- Iona Taylor from a 1951 newspaper
- Born: Iona Marjorie Taylor 1 April 1908 St Albans, England
- Died: 25 February 1978 (aged 69) Lymington, England
- Occupation: Girl Guide leader

= Iona Taylor =

English Girl Guide leader

Iona Taylor, JP (1 April 1908 – 25 February 1978) was a Girl Guide Association (GGA) executive and volunteer for the Guide International Service (GIS) in post-war Europe. She was a recipient of the Silver Fish Award, the Girlguiding movement's highest adult award.

==Personal life==
Iona Marjorie Taylor was born in St Albans to Arthur Enfield Taylor and Olive Marjorie Taylor née Tillard. She had a brother and a sister. Taylor met Anne Bodson from Luxembourg at Our Chalet in Switzerland in the 1930s, after which they became "very close friends". Taylor lived with Bodson and her sister for 40 years. After WWII the three moved to Boldre in Hampshire. She died suddenly aged 69. She had been due to retire from her role as a magistrate on her 70th birthday the following month.

==Early Girl Guiding==
Taylor joined Girl Guides aged 11 in Harpenden, Hertfordshire, in 1919. In 1925 she started the Redbourn Guide Company. Between 1932 and 1937 she was a guider in Huntingdon.

==World War II==
Taylor trained in the Women's Transport Service (WTS), part of the First Aid Nursing Yeomanry (FANY), and in 1938 joined the Auxiliary Territorial Service. When war broke out she was called up immediately, initially driving an ambulance in Portsmouth, then on the staff at the Driver Training Centre in Camberley.

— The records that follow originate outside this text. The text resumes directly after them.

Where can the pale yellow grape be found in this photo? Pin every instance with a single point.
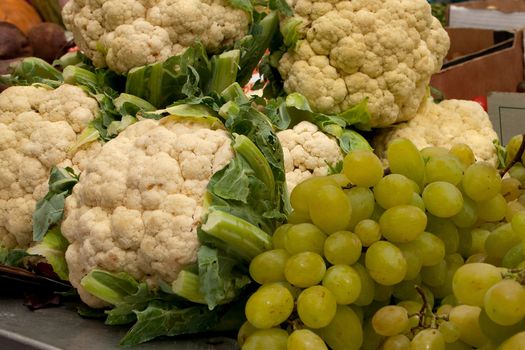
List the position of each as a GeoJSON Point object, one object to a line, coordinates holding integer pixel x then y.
{"type": "Point", "coordinates": [404, 158]}
{"type": "Point", "coordinates": [362, 168]}
{"type": "Point", "coordinates": [330, 209]}
{"type": "Point", "coordinates": [269, 306]}
{"type": "Point", "coordinates": [304, 339]}
{"type": "Point", "coordinates": [385, 263]}
{"type": "Point", "coordinates": [304, 238]}
{"type": "Point", "coordinates": [471, 282]}
{"type": "Point", "coordinates": [442, 199]}
{"type": "Point", "coordinates": [316, 306]}
{"type": "Point", "coordinates": [268, 266]}
{"type": "Point", "coordinates": [344, 283]}
{"type": "Point", "coordinates": [481, 181]}
{"type": "Point", "coordinates": [392, 190]}
{"type": "Point", "coordinates": [504, 302]}
{"type": "Point", "coordinates": [390, 320]}
{"type": "Point", "coordinates": [342, 247]}
{"type": "Point", "coordinates": [265, 339]}
{"type": "Point", "coordinates": [368, 232]}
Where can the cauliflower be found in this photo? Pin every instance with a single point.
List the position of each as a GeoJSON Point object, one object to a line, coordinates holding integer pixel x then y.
{"type": "Point", "coordinates": [383, 50]}
{"type": "Point", "coordinates": [445, 124]}
{"type": "Point", "coordinates": [307, 152]}
{"type": "Point", "coordinates": [138, 204]}
{"type": "Point", "coordinates": [37, 128]}
{"type": "Point", "coordinates": [123, 34]}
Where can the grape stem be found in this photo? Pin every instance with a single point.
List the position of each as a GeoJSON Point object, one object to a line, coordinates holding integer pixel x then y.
{"type": "Point", "coordinates": [516, 159]}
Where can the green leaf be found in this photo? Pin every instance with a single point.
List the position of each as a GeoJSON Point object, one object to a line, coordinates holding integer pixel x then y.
{"type": "Point", "coordinates": [164, 319]}
{"type": "Point", "coordinates": [219, 281]}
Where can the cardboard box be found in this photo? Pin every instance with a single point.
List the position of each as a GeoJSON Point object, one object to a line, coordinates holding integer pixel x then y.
{"type": "Point", "coordinates": [488, 14]}
{"type": "Point", "coordinates": [481, 61]}
{"type": "Point", "coordinates": [507, 114]}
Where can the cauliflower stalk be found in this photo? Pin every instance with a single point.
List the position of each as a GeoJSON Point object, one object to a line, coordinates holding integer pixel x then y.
{"type": "Point", "coordinates": [123, 34]}
{"type": "Point", "coordinates": [382, 50]}
{"type": "Point", "coordinates": [441, 125]}
{"type": "Point", "coordinates": [38, 127]}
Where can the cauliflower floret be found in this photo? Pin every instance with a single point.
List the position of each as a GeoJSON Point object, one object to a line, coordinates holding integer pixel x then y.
{"type": "Point", "coordinates": [123, 34]}
{"type": "Point", "coordinates": [383, 50]}
{"type": "Point", "coordinates": [445, 124]}
{"type": "Point", "coordinates": [138, 204]}
{"type": "Point", "coordinates": [37, 128]}
{"type": "Point", "coordinates": [307, 152]}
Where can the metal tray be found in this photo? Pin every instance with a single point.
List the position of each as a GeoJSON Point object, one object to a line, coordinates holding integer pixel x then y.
{"type": "Point", "coordinates": [62, 328]}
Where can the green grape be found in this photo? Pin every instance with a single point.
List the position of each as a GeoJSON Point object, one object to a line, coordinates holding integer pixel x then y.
{"type": "Point", "coordinates": [368, 232]}
{"type": "Point", "coordinates": [300, 195]}
{"type": "Point", "coordinates": [304, 238]}
{"type": "Point", "coordinates": [464, 154]}
{"type": "Point", "coordinates": [468, 215]}
{"type": "Point", "coordinates": [245, 331]}
{"type": "Point", "coordinates": [279, 236]}
{"type": "Point", "coordinates": [479, 236]}
{"type": "Point", "coordinates": [444, 168]}
{"type": "Point", "coordinates": [504, 302]}
{"type": "Point", "coordinates": [363, 202]}
{"type": "Point", "coordinates": [516, 342]}
{"type": "Point", "coordinates": [264, 339]}
{"type": "Point", "coordinates": [481, 181]}
{"type": "Point", "coordinates": [330, 209]}
{"type": "Point", "coordinates": [390, 320]}
{"type": "Point", "coordinates": [344, 332]}
{"type": "Point", "coordinates": [413, 263]}
{"type": "Point", "coordinates": [268, 266]}
{"type": "Point", "coordinates": [471, 282]}
{"type": "Point", "coordinates": [385, 263]}
{"type": "Point", "coordinates": [344, 283]}
{"type": "Point", "coordinates": [363, 168]}
{"type": "Point", "coordinates": [417, 201]}
{"type": "Point", "coordinates": [492, 210]}
{"type": "Point", "coordinates": [367, 286]}
{"type": "Point", "coordinates": [402, 223]}
{"type": "Point", "coordinates": [514, 256]}
{"type": "Point", "coordinates": [442, 199]}
{"type": "Point", "coordinates": [430, 339]}
{"type": "Point", "coordinates": [513, 208]}
{"type": "Point", "coordinates": [405, 159]}
{"type": "Point", "coordinates": [269, 306]}
{"type": "Point", "coordinates": [429, 248]}
{"type": "Point", "coordinates": [397, 342]}
{"type": "Point", "coordinates": [392, 190]}
{"type": "Point", "coordinates": [445, 230]}
{"type": "Point", "coordinates": [435, 275]}
{"type": "Point", "coordinates": [512, 148]}
{"type": "Point", "coordinates": [304, 339]}
{"type": "Point", "coordinates": [511, 188]}
{"type": "Point", "coordinates": [304, 269]}
{"type": "Point", "coordinates": [342, 247]}
{"type": "Point", "coordinates": [500, 241]}
{"type": "Point", "coordinates": [466, 317]}
{"type": "Point", "coordinates": [382, 292]}
{"type": "Point", "coordinates": [449, 331]}
{"type": "Point", "coordinates": [496, 332]}
{"type": "Point", "coordinates": [316, 306]}
{"type": "Point", "coordinates": [431, 152]}
{"type": "Point", "coordinates": [518, 172]}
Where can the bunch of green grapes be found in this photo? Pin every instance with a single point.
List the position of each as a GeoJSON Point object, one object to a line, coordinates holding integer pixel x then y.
{"type": "Point", "coordinates": [425, 254]}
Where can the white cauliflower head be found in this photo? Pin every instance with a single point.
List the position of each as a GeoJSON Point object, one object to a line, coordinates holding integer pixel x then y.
{"type": "Point", "coordinates": [123, 34]}
{"type": "Point", "coordinates": [307, 152]}
{"type": "Point", "coordinates": [138, 204]}
{"type": "Point", "coordinates": [38, 126]}
{"type": "Point", "coordinates": [443, 125]}
{"type": "Point", "coordinates": [383, 50]}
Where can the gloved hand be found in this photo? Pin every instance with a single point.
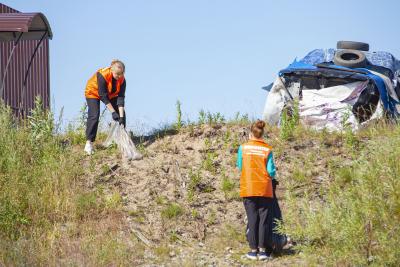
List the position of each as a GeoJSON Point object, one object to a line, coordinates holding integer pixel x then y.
{"type": "Point", "coordinates": [274, 184]}
{"type": "Point", "coordinates": [115, 116]}
{"type": "Point", "coordinates": [122, 121]}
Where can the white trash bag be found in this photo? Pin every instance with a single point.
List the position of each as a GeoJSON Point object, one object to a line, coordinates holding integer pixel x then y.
{"type": "Point", "coordinates": [121, 138]}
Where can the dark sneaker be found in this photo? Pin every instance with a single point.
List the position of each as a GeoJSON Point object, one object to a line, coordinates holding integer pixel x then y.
{"type": "Point", "coordinates": [251, 255]}
{"type": "Point", "coordinates": [262, 256]}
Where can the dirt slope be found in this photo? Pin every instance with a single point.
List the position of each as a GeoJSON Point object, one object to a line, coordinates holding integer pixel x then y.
{"type": "Point", "coordinates": [180, 202]}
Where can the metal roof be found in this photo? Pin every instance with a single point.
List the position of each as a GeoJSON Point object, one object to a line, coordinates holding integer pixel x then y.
{"type": "Point", "coordinates": [26, 26]}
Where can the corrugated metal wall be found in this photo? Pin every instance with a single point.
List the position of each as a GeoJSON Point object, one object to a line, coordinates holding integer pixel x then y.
{"type": "Point", "coordinates": [38, 81]}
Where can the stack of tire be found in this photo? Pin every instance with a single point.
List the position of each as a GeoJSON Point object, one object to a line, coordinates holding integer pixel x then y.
{"type": "Point", "coordinates": [350, 54]}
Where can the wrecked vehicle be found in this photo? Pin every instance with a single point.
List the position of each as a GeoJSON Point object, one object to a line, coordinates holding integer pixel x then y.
{"type": "Point", "coordinates": [337, 88]}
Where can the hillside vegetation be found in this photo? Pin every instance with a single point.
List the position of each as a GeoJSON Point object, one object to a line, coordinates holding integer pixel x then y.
{"type": "Point", "coordinates": [179, 206]}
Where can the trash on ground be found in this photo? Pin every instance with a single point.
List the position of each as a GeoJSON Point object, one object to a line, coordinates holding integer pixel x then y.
{"type": "Point", "coordinates": [121, 138]}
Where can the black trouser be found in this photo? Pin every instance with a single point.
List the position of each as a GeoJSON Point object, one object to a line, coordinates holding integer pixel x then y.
{"type": "Point", "coordinates": [257, 213]}
{"type": "Point", "coordinates": [93, 116]}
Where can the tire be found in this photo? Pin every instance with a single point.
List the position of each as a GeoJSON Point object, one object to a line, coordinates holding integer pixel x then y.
{"type": "Point", "coordinates": [352, 45]}
{"type": "Point", "coordinates": [350, 59]}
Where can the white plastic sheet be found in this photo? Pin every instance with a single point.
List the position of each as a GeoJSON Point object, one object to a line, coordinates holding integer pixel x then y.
{"type": "Point", "coordinates": [121, 138]}
{"type": "Point", "coordinates": [328, 108]}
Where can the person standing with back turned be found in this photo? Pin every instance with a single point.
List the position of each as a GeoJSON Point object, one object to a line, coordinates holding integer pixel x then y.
{"type": "Point", "coordinates": [257, 182]}
{"type": "Point", "coordinates": [108, 86]}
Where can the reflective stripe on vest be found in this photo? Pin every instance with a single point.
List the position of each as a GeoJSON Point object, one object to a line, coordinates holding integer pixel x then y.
{"type": "Point", "coordinates": [92, 87]}
{"type": "Point", "coordinates": [255, 180]}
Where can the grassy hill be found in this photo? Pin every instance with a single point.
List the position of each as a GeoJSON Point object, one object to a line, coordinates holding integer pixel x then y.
{"type": "Point", "coordinates": [179, 206]}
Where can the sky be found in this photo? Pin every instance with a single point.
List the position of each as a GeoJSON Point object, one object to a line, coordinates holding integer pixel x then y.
{"type": "Point", "coordinates": [208, 54]}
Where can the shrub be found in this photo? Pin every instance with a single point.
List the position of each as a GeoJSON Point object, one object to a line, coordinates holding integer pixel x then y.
{"type": "Point", "coordinates": [356, 222]}
{"type": "Point", "coordinates": [172, 210]}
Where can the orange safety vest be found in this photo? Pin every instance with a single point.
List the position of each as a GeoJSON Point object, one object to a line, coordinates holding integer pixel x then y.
{"type": "Point", "coordinates": [92, 87]}
{"type": "Point", "coordinates": [255, 180]}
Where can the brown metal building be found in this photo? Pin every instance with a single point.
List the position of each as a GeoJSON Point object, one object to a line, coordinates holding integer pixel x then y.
{"type": "Point", "coordinates": [24, 59]}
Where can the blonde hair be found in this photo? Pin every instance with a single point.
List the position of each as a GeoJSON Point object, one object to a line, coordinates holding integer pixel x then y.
{"type": "Point", "coordinates": [257, 128]}
{"type": "Point", "coordinates": [121, 65]}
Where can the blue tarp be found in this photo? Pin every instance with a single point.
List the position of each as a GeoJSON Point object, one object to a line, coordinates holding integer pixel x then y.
{"type": "Point", "coordinates": [388, 102]}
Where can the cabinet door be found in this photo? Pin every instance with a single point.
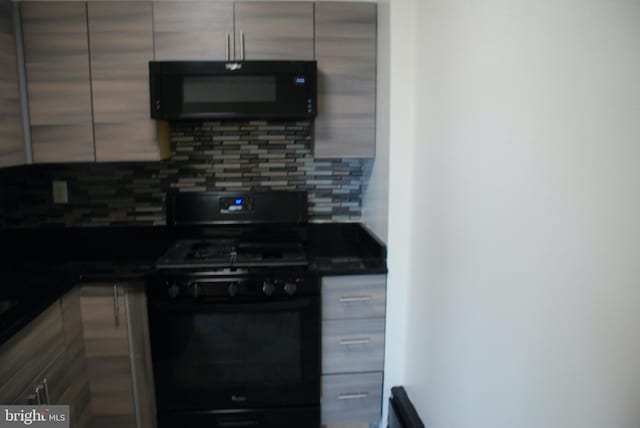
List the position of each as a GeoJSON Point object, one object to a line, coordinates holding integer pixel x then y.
{"type": "Point", "coordinates": [345, 35]}
{"type": "Point", "coordinates": [11, 138]}
{"type": "Point", "coordinates": [76, 393]}
{"type": "Point", "coordinates": [107, 350]}
{"type": "Point", "coordinates": [274, 30]}
{"type": "Point", "coordinates": [190, 30]}
{"type": "Point", "coordinates": [27, 354]}
{"type": "Point", "coordinates": [58, 81]}
{"type": "Point", "coordinates": [121, 46]}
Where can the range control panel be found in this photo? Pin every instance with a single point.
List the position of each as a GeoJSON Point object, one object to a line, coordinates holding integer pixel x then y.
{"type": "Point", "coordinates": [236, 204]}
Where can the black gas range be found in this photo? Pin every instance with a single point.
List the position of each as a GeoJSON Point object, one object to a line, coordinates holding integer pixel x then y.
{"type": "Point", "coordinates": [234, 314]}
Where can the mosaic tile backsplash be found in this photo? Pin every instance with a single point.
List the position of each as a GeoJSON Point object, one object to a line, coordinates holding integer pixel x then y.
{"type": "Point", "coordinates": [206, 156]}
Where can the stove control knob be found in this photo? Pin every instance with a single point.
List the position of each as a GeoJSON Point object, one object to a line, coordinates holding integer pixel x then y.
{"type": "Point", "coordinates": [195, 289]}
{"type": "Point", "coordinates": [290, 288]}
{"type": "Point", "coordinates": [233, 289]}
{"type": "Point", "coordinates": [268, 287]}
{"type": "Point", "coordinates": [174, 291]}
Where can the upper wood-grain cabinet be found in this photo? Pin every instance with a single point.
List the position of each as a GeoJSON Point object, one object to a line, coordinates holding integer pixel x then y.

==Guide International Service (GIS)==
Taylor joined the Guide International Service (GIS), an organisation set up by the Girl Guides Association in 1942 with the aim of sending teams of adult Girl Guide leaders into Europe to do relief work after the war ended. Taylor was one of the 198 British volunteers sent to occupied Europe and Malaya between 1945 and 1954.

Taylor's role with the GIS involved looking after displaced people (DPs) in Greece and Germany. In January 1946 she took over from Margaret Pilkington as leader of Hadjikyriakion Hostel in Greece. In October 1946 she took over from Stella Cunliffe in leading Relief Section 107 in Saltzgitter-Gebardshagen, near Neuengamme concentration camp. The site included a hospital and children's home. Her work mostly involved "welfare activities, designed to encourage the DPs to become self-reliant."

==Guiding after GIS==
After returning from Europe, Taylor moved to Hampshire where she became the county's international Girl Guide representative. In 1947 she became the commissioner for Lymington District and between 1951 and 1961 she served as Hampshire's county commissioner.

In 1957 she welcomed Princess Margaret, Chief Ranger of the British Commonwealth and Empire, to the GGA's training centre, Foxlease. In the same year she was awarded the Silver Fish Award by Anstice Gibbs for her international service and "untiring work" in Hampshire.

When she stepped down from her position as county commissioner, she was presented with a cheque to go towards "a terrace garden" at her new home in Lymington.

Subsequent roles included:
- GGA Training Committee – chair
- A travelling commissioner – setting up Guide companies in new housing estates
- Council of the GGA – member
- GGA executive committee – member
- Foxlease committee – member
- Our Chalet committee – member
- Hampshire Girl Guiding – county president

==Other==
Taylor organised Meals on Wheels in Boldre. She worked as a magistrate in Lymington for 28 years.